We also wanted to create a language that would make it easier for UI developers to create interesting builders and visualization tools. We expect that most users won’t even need to work with the query language to begin with, but use Chronograf, Grafana or some other user interface for interacting with their data. We won’t be locking down the Flux language design until we’ve shipped a query builder for it inside Chronograf. This will be to validate that the language makes it easy for UI designers to work with.
An API Driven Platform
We are going to unify the entire stack behind a common API. It will be a single entry point for developers exposed through gRPC, REST, and possibly, GraphQL. It will be designed to be multi-tenant from Day One with organizations, users, API tokens, and access rules. It will give the user the ability to not only write and query data, but also to define rules for collection, monitoring and alerting, background processing, meta-data associated with series, and user data like dashboards and annotations.
The language of the stack for working with data will be Flux while the API will unify the rest of the stack in one place. Some of this we’re already shipping as open source (like Flux). Other parts will be built and open sourced through the course of this year.

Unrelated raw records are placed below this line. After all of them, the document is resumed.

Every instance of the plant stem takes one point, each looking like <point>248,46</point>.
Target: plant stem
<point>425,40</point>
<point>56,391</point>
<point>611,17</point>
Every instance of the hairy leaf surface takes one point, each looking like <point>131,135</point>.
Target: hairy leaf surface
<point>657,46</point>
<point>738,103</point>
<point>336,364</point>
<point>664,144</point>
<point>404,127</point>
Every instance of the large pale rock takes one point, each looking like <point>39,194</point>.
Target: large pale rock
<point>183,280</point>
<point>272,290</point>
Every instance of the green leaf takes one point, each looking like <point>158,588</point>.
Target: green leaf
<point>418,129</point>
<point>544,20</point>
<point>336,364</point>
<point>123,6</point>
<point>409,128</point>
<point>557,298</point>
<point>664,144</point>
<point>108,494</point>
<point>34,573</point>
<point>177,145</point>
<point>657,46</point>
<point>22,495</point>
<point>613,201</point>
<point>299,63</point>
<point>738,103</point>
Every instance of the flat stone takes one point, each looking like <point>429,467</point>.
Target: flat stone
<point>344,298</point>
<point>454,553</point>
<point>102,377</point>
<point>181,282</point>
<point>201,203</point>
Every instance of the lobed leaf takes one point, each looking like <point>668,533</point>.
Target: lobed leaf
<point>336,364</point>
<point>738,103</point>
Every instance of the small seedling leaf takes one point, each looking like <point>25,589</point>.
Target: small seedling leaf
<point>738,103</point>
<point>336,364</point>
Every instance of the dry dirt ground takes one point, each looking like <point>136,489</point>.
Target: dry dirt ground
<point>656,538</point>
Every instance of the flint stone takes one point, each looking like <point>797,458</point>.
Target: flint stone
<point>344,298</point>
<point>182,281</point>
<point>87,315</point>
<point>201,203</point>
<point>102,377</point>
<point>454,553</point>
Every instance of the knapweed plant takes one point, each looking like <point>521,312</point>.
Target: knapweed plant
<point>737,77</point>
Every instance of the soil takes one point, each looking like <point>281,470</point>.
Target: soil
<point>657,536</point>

The future of InfluxData isn’t just as a Time Series Database. We’re creating a platform for working with time series data. And our goal is to make developers far more productive when creating applications around metrics and events. Whether you’re visualizing the data, collecting and scraping, monitoring and alerting, or transforming to send to other sources, my goal is that InfluxData will provide everything out of the box. Look for us to invest heavily to deliver on that goal and to continue to contribute great open source software to the community.